FRANKFURT (Reuters) – The European Central Bank raised interest rates more than expected on Thursday, as concerns over runaway inflation outweighed growth concerns even as the euro zone economy rebounds from the impact of the war. of Russia in Ukraine.

The ECB raised its deposit rate by 0.50 percentage point to zero, going beyond its own guidance of a 0.25-point move and joining global peers in rising borrowing costs. This was the first rate hike by the eurozone central bank in 11 years.

Ending an eight-year experiment with negative interest rates, the ECB also raised its key refinancing rate to 0.50% and promised further increases possibly as early as its next meeting on 8 September.

At a news conference, ECB President Christine Lagarde responded to repeated questions about the ECB’s divergence from its original monetary tightening plans and how a new yield cap tool will fit into its anti-inflation mandate.

“Price pressure is spreading to more and more sectors,” said Lagarde. “We expect inflation to remain undesirably high for some time.” She listed driving factors behind this, including higher food and energy costs and salary increases.

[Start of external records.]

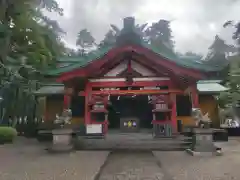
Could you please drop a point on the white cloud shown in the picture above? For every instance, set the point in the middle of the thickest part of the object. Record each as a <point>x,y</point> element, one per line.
<point>194,22</point>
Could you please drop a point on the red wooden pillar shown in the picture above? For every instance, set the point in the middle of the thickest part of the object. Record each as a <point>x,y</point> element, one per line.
<point>174,112</point>
<point>87,118</point>
<point>194,97</point>
<point>67,98</point>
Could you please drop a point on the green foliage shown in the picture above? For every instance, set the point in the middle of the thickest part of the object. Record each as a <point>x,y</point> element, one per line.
<point>29,43</point>
<point>7,134</point>
<point>232,96</point>
<point>85,39</point>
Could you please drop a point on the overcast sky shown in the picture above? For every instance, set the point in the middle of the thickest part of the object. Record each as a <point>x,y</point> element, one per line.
<point>194,22</point>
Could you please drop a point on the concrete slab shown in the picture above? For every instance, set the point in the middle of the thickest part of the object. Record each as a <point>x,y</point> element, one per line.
<point>181,166</point>
<point>23,162</point>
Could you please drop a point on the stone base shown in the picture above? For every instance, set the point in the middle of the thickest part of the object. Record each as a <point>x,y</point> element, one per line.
<point>62,141</point>
<point>204,154</point>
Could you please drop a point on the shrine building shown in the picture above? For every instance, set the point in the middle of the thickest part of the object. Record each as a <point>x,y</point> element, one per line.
<point>131,86</point>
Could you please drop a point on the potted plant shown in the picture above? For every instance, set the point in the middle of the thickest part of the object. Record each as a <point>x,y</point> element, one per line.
<point>62,132</point>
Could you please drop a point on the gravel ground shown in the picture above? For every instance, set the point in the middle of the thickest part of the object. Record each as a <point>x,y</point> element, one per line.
<point>181,166</point>
<point>27,160</point>
<point>132,166</point>
<point>31,162</point>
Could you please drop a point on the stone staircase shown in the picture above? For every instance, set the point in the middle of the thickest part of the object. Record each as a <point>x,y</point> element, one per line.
<point>134,141</point>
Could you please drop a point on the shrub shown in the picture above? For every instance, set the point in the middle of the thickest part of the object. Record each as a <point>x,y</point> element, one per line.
<point>7,134</point>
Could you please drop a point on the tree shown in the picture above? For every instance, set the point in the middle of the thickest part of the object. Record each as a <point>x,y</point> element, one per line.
<point>236,34</point>
<point>29,42</point>
<point>220,47</point>
<point>85,40</point>
<point>218,52</point>
<point>160,31</point>
<point>158,34</point>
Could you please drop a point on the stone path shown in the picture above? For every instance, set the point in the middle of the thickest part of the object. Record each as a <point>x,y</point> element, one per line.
<point>31,162</point>
<point>182,166</point>
<point>132,166</point>
<point>27,160</point>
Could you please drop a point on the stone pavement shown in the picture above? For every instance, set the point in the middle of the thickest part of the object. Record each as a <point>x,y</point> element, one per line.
<point>181,166</point>
<point>132,166</point>
<point>31,162</point>
<point>27,160</point>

Lagarde said ECB officials unanimously decided that the increasingly evident “materialisation” of inflation risks to the economy, as well as their agreement to support indebted nations if necessary, justified the sharper-than-expected rise in interest rates. .

“We decided on the balance that it was appropriate to take a bigger step out of negative interest rates.”

The bank had for weeks guided markets to expect a 25-point increase, but sources close to the discussion said a 50-point increase was in play just before the meeting as indicators pointed to further deterioration in inflation prospects.

With inflation already approaching double digits, there is a risk that it will take root above the ECB’s 2% target, and any shortage of gas during the winter should drive prices even higher.

Economists polled by Reuters had expected an interest rate hike of just 0.25 point by the ECB, but most said the bank should indeed opt for 0.50 point, raising its deposit rate from a record low of -0.5%.


The ECB also agreed to provide extra aid to the most indebted countries in the currency bloc, including Italy, by approving a new bond-buying scheme called the Transmission Protection Instrument (TPI) designed to limit the rise in your borrowing costs and limit financial fragmentation.

“The scale of TPI purchases depends on the severity of the risks faced by the transmission of monetary policy,” the ECB said. “The ICC will ensure that the monetary policy stance is transmitted smoothly across all eurozone countries.”

When interest rates rise, borrowing costs rise disproportionately for countries like Italy, Spain or Portugal, as investors demand a higher premium to maintain their debt.

The ECB’s 50-point hike on Thursday still lags its global peers, particularly the Federal Reserve, which raised U.S. rates 0.75 point last month and is expected to make a similar move in July.